Concomitant medications 2 0 12 3 0 0 14 3 21.4
Psychosocial Treatment necessity 5 2 4 3 0 0 9 5 55.6
Treatment concerns 5 4 5 3 0 0 10 7 70.0
Emotional well-being (anxiety or depression) 5 3 7 5 0 0 12 8 66.7
HCP–patient relationship 5 4 4 3 0 0 9 7 77.8
Treatment efficacy 1 0 2 1 1 1 4 2 50.0
Treatment self-efficacy 3 3 0 0 0 0 3 3 100
Practical barriers 3 2 2 2 1 1 6 5 83.3
Support group/society member, internet users (IBD) 4 0 3 2 0 0 7 2 28.6
General health status 4 1 0 0 1 0 4 1 25.0
Quality of life 1 1 6 2 4 2 11 5 45.5
Disease or treatment understanding 2 0 4 2 0 0 5 2 40.0
Lifestyle (smoking) 3 1 8 1 4 2 15 4 26.7
Illness beliefs 2 0 0 0 0 0 0 0 0.0

RC rheumatologic conditions, IBD inflammatory bowel disease

Demographic Factors

Age and gender were the most commonly examined factors (79.5% and 80.8%) in relation to adherence across conditions. The majority of studies to examine them (n = 38, 65.5% and n = 44, 74.6%, respectively) found no association with adherence and, where these were found, the findings were not consistent. The exception was for IBD where older age was found to be associated with greater likelihood of adherence in all studies to find an association (n = 11). However, an association was found in only a minority of the IBD studies; the majority (i.e., 18 out of 29) found age not to be associated with adherence. Marital status, education level, socioeconomic status, employment status, income, insurance type, geographical location and ethnicity were not consistently associated with non-adherence across diseases.

Clinical Factors

Clinical factors were the second most commonly examined (see Table 4). Disease duration and disease activity were the two clinical factors examined most frequently (n = 37 and n = 28). However, only a small proportion of these studies (21.6% and 25%) found an association with adherence, and where associations were found, the relationship was not found to be consistent. In some cases, the relationship between disease duration and activity was positively associated with adherence, while in others there was a negative association.

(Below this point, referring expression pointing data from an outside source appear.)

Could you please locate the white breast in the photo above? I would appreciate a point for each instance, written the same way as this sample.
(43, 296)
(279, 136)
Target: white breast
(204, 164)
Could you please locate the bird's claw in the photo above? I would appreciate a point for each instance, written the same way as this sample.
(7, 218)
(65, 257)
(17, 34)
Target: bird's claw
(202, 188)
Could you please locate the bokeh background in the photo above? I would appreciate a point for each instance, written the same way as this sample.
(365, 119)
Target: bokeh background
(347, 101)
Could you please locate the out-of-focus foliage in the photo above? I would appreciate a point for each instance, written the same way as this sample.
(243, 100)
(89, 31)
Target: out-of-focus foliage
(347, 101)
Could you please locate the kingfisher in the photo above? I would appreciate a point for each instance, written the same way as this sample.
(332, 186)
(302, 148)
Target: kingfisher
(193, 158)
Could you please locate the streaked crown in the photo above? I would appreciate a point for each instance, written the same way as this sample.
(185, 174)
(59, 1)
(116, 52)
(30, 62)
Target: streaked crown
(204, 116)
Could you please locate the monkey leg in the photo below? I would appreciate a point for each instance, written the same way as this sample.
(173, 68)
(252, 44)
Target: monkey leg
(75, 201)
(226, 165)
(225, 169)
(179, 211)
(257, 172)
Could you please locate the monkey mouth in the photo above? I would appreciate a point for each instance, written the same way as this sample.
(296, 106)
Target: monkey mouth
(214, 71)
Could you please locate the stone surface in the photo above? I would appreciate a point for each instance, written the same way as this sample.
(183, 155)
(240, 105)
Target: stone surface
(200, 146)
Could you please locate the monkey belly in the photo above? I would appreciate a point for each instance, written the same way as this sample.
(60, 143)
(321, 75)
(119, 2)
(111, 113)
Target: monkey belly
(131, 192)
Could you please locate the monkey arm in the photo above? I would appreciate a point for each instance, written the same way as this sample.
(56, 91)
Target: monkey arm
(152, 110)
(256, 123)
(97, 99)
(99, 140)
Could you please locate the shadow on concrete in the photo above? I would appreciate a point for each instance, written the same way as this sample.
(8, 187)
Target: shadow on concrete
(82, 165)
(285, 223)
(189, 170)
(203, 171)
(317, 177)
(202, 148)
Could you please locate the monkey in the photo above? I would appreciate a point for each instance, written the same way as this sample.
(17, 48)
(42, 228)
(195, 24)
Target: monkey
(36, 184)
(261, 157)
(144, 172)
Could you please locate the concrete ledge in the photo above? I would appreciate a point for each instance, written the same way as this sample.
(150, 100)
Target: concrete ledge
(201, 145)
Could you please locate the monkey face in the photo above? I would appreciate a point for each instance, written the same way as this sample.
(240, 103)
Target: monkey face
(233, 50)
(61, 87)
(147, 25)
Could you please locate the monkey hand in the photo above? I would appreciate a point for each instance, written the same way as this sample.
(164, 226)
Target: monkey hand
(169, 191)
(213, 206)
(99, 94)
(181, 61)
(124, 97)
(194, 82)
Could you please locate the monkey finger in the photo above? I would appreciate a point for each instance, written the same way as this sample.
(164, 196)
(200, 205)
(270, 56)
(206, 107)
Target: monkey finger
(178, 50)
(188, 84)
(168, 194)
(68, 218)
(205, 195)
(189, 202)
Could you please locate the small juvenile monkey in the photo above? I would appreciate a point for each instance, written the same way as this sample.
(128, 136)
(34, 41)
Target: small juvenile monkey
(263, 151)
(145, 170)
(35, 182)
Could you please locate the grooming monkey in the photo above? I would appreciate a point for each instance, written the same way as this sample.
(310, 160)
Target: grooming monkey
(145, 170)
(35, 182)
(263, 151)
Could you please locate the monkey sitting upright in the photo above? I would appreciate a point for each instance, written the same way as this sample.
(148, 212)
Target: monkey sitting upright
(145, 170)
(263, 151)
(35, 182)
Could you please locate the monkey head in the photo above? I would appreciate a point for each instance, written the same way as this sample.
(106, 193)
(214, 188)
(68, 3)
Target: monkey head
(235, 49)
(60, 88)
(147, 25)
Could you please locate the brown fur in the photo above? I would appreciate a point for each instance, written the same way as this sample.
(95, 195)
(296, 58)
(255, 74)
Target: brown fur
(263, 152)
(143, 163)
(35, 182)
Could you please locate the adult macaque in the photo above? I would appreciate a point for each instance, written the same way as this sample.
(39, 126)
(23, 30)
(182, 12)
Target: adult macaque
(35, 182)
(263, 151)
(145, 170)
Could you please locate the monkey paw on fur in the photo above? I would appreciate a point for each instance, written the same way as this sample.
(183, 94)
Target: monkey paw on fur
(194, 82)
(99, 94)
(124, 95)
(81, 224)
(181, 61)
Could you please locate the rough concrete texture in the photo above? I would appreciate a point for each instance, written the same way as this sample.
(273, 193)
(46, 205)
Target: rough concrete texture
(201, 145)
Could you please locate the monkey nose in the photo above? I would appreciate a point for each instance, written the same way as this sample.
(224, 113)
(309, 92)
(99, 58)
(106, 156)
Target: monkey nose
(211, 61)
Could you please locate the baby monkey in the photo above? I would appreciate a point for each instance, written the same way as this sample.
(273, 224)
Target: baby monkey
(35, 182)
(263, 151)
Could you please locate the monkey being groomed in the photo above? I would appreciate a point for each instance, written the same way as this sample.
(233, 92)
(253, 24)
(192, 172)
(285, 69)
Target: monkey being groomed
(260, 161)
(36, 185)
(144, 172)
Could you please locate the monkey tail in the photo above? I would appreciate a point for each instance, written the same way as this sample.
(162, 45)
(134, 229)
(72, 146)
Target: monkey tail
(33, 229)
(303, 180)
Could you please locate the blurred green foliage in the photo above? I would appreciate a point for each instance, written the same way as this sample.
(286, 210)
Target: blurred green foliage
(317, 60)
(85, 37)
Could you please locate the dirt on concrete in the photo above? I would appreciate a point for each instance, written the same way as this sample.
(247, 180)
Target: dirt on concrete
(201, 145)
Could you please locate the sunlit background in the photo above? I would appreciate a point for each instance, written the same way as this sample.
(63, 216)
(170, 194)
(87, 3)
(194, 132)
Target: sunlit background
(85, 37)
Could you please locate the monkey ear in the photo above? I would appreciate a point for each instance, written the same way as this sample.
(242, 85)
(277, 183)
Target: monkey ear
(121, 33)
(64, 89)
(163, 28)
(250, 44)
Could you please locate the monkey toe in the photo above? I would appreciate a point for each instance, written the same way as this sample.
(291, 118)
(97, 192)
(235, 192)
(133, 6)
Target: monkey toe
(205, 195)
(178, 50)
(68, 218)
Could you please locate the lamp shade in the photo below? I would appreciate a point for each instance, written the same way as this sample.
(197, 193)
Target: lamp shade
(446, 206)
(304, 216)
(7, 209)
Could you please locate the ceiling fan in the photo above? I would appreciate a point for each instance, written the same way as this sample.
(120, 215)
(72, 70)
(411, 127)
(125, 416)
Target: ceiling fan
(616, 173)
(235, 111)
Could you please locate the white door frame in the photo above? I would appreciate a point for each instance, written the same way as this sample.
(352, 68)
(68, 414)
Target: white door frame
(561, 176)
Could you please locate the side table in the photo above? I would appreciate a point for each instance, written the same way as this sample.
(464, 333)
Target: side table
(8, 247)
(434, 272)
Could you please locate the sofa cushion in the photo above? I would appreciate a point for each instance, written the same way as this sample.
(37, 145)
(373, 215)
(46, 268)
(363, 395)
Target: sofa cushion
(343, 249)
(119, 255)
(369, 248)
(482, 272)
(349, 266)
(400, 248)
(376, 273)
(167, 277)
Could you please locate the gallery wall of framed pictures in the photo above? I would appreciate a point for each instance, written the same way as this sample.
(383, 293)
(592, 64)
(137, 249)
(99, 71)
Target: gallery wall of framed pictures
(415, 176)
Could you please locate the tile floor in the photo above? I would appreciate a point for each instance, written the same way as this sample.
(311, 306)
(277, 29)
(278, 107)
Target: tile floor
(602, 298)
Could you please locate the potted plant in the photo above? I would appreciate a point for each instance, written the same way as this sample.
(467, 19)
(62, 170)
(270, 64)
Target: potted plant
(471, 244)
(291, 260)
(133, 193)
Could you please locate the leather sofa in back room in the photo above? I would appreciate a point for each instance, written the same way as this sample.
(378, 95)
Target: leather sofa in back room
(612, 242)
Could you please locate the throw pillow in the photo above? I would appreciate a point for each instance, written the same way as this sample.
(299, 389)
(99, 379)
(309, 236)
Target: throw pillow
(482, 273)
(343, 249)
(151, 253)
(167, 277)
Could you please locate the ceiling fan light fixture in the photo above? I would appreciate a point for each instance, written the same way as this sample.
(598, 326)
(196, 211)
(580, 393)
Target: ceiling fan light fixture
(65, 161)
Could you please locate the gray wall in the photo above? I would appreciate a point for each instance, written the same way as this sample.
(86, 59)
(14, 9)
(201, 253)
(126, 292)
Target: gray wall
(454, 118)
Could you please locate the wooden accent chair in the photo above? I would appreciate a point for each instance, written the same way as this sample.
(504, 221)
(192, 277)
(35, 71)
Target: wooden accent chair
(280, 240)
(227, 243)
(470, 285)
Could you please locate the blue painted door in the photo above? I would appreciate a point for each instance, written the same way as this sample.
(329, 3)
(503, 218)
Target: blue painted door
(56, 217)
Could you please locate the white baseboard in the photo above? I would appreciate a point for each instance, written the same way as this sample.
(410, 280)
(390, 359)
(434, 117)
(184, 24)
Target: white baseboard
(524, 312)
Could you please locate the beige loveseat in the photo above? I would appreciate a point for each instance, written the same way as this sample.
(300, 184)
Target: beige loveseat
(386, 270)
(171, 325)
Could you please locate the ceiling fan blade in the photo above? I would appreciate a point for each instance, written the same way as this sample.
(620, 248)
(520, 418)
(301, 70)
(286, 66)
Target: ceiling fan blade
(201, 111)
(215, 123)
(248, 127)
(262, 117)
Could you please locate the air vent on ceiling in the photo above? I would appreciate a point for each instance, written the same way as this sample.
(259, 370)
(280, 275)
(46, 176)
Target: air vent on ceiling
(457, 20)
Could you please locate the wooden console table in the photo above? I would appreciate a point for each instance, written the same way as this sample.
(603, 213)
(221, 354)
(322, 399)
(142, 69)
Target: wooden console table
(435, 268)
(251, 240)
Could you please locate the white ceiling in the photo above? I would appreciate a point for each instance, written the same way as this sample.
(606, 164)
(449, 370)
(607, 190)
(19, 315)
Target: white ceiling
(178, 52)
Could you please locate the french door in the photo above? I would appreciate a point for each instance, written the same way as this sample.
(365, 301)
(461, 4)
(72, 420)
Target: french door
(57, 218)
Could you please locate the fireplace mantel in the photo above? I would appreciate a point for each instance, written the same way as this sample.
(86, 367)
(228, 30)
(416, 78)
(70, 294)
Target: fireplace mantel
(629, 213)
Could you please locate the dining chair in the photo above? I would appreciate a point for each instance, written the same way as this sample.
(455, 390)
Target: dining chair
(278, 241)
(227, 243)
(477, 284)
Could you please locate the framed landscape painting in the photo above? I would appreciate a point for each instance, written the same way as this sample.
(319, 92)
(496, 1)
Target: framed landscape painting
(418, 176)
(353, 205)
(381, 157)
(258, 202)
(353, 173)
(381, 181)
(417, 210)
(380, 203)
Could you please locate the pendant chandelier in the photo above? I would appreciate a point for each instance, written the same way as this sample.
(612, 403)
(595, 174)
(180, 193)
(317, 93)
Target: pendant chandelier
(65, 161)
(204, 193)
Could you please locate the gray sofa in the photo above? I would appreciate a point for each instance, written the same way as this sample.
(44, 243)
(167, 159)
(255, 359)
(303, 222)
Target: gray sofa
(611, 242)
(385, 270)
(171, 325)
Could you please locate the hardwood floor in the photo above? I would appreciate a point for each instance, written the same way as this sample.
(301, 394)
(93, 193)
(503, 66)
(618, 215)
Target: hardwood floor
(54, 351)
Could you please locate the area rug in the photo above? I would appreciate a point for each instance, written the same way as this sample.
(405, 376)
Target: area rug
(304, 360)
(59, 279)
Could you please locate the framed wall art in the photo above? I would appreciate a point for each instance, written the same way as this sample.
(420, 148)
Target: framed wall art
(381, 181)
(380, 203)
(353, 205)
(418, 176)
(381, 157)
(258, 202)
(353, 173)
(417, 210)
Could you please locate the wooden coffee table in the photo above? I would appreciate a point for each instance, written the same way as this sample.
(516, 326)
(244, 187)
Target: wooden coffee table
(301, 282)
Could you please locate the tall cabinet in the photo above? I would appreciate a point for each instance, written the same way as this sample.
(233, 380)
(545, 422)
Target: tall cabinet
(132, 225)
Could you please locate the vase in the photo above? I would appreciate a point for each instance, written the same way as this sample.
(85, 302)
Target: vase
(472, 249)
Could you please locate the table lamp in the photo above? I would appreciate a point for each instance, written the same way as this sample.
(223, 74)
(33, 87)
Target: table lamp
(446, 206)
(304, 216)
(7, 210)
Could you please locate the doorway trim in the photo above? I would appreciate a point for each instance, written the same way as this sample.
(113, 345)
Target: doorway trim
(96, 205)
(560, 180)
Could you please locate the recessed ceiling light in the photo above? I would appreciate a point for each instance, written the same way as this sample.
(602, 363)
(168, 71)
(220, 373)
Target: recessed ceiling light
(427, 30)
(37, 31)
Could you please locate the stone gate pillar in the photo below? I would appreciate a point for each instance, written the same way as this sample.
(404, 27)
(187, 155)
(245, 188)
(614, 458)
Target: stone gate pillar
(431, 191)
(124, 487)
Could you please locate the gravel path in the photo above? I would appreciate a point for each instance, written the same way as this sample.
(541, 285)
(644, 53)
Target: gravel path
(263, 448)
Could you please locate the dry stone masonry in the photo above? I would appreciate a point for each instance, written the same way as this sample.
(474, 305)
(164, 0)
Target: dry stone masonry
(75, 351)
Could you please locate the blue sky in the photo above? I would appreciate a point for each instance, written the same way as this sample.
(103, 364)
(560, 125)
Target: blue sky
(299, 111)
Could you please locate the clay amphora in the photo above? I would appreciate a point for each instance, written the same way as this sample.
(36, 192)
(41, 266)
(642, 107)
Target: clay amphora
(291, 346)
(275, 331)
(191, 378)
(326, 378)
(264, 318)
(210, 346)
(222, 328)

Disease severity and lesion location, although only examined in a minority of studies (n = 10 and n = 2), reported the most consistent associations. In the PS studies, disease severity was the most commonly examined clinical factor in relation to adherence (45.5%). An association with adherence was found in three of these studies (60%), in which patients with lower disease severity were more likely to be non-adherent to their PS treatment than those with greater disease severity [84, 90, 92]. Only two of the five IBD studies (40%) to examine this reported an association between disease severity and adherence and the direction of this association conflicted. None of the included RC studies examined disease severity.

Location of psoriatic lesions was examined in two of the PS studies (18%). Non-adherence was found to be more likely among patients with facial lesions compared to those with lesions restricted to the rest of the body or with increasing number of lesion sites [92] and among those with greater body surface area of lesions [72]. Further details about these studies are available in the Tables 1, 2, 3 and 4.

Treatment Factors

Medication type, dosing frequency, and previous treatment showed the most frequent association with adherence in the treatment category. Medication type was the most commonly explored treatment factor, which was assessed in 40 studies (54.8%) with an association to non-adherence reported in over half of these studies (52.5%).

In RC, non-steroidal anti-inflammatory drugs (NSAIDs) were found to be associated with lower adherence levels than disease-modifying medications [conventional synthetic disease-modifying anti-rheumatic drugs (csDMARDs)] in one study [28]. Another study found an association only for patients on steroids with these more likely to be adherent than those patients on NSAIDs or csDMARDs [40], although no association with corticosteroid use was observed in the other study examining this [36]. Among anti-tumor necrosis factor (TNF) treatments, significantly higher discontinuation rates and lower adherence levels were found for the biologic infliximab compared to the biologic etanercept and adalimumab [31, 38].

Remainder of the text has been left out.